Building a Security Organization
Third-Party Networks
Customers, business partners, and outsourcers are beginning to require companies to provide information concerning their security posture (security questionnaires) as a prerequisite before conducting business with them.

Much of this activity is driven by Sarbanes-Oxley legislation and SEC disclosures. As you build your security organization, you will be required to factor customers, business partners, and outsourcers into your security equation.

A company is only as secure as its weakest link, and when you extend your network to a third party, you have effectively increased your risk exposures exponentially. Companies planning to conduct business in the next five years will be required to certify to third parties that they are meeting all legal and regulatory requirements, such as Gramm-Leach-Bliley Act (GLBA) and Sarbanes-Oxley. If they are conducting business in Europe, they will have to meet stricter compliance with the European Data Protection Act (EDPA). Information security programs are at the forefront of these work efforts. Design your security model to reach for the highest bar so your organization will be in compliance with all critical laws and regulations.

Insider Notes: It is also important to note that metrics are meaningless without action. Identifying the number of viruses hitting the network, successfully deploying data files, and fighting the virus is fine, but the question is why hasn't that virus been caught at the gate?

Information Security as a Business Enabler
Your security program should find ways to leverage existing or new security solutions with other business units. It is essential that the information security team develops close working relationships with the business units to understand their goals and business problems.

For example, your security team is trying to develop an encryption standard across the global environment. While developing this encryption standard, the security team must take into consideration all business units if they are going to have an effective enterprise-wide solution. At first it doesn't seem like there is a satisfactory enterprise e-mail encryption solution available. Eventually a member of the team recommends a Public Key Infrastructure (PKI) solution.

During this process the information security team learns that HR is concerned about their staff sending and receiving sensitive employee information through e-mail. Additional research by the security team learns that the merger and acquisition group is also concerned about sending sensitive information through e-mail.

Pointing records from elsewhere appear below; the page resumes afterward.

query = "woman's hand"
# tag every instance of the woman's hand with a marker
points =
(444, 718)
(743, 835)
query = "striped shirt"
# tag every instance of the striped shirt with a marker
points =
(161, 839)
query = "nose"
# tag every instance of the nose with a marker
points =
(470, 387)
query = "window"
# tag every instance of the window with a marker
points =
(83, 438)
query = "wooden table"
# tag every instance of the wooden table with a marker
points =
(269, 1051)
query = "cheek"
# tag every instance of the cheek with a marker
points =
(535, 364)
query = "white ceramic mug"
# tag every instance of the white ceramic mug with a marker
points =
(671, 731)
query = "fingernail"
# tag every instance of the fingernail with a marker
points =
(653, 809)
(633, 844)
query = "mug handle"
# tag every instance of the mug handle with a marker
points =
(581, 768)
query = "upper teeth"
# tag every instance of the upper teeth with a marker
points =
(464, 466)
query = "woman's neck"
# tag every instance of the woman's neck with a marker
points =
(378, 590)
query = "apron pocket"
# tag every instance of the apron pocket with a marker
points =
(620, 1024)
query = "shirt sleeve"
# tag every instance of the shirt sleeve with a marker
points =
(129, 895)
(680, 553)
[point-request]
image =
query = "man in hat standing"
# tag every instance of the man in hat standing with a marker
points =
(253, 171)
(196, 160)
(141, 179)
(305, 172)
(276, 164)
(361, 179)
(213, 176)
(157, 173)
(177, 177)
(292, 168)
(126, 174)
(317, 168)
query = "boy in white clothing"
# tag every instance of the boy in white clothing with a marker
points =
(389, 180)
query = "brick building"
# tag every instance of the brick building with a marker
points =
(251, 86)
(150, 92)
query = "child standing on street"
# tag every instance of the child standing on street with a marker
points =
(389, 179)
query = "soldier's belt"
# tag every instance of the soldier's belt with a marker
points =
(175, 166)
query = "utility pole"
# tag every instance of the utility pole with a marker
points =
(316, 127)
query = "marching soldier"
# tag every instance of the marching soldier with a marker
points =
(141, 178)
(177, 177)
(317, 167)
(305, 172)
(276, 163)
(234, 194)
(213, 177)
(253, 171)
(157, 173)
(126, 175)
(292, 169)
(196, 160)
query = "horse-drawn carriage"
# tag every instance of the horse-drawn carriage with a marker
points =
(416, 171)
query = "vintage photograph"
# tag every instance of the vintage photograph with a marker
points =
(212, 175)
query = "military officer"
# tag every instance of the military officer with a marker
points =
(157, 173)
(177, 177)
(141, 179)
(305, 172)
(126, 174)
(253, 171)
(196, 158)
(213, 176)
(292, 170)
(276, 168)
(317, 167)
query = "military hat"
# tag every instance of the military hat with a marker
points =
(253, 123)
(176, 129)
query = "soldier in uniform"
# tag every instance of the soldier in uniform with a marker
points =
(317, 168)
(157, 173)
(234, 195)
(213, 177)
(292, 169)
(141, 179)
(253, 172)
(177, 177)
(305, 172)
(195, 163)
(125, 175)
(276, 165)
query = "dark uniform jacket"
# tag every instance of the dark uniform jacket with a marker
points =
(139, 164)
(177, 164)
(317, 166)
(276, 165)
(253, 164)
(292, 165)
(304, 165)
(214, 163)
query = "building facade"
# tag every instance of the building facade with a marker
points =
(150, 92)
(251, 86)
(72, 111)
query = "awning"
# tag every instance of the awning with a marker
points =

After surveying other business units the team also discovers that this issue is isolated to just HR and the M&A groups. Working with the business units to understand their business needs and making them feel part of the solution becomes essential. The last thing you want to do is purchase an enterprise-wide PKI solution to find out that it is not being used and your limited funding is wasted.

After a little work on your part, you find out that you have a small group of users who will require e-mail encryption. Your team can accomplish their mission by deploying PGP to the HR and M&A teams. They will require some education and training to use PGP, but your team has established credibility, because you listened to their requirements and found a viable solution. It's all about being part of the team and offering the business affordable solutions.

Another example: the information security team would like to purchase and implement a SIM solution. After meeting with various IT and business units to discuss this project, the security team finds out that they can leverage this technology to other groups and enhance their ROI. The infrastructure team would like to use the network utilities tools and dashboard that SIM offers. The services division would like to leverage the central logging capabilities that SIM offers (see Figure 2).

When a VP of sales or business development offers to partner with your information security team on new initiatives or customer offerings, you will know that information security has been successful. Differentiating your organization and security environment from other competitors will be critical, especially in a global economy.

Keep in mind that any time the information security team creates a security challenge for the business, it is essential that your team works with them until a solution is found, balancing good security practices with good business requirements. Ultimately, information security should not be viewed as the cybercop, but rather as a positive business enabler.

Insider Notes: When senior management sees the value you add to the organization (a return on investment), and that you are producing appropriate metrics, you become a viable business unit, not just a drain on the bottom line.

Security as a Market Differentiator
For many years before 9/11, senior management viewed security as a cost center that did not add to the bottom line. When companies had tight budgets, security was often one of the first line items to be cut. That thinking needs to change, and the CISO is on the front line of that effort.

Security departments need to be viewed as viable business units that make positive contributions to the business. As discussed, metrics are one of the key tools that will help you sell that story.

Information security is beginning to transform itself into a viable business unit and market differentiator. As third parties continue to require good security practices before doing business, CEOs will have to view information security as a central component of its core business plan. A company without good security practices that meets all legal and regulatory requirements will be a big loser in the emerging global marketplace. Sarbanes-Oxley has set a minimum security standard in the U.S., but there are other security benchmarks, such as the EDPA. When considering outsourced partners, a company should review their SAS 70 (financial audit for IT controls) for information security controls and compliance matters.

Companies that publicly advertise or certify that they have met generally accepted security standards will be able to use this as a market differentiator. In the long run, it will drive new revenue channels. Companies that have not developed or invested in good security practices will trail the pack.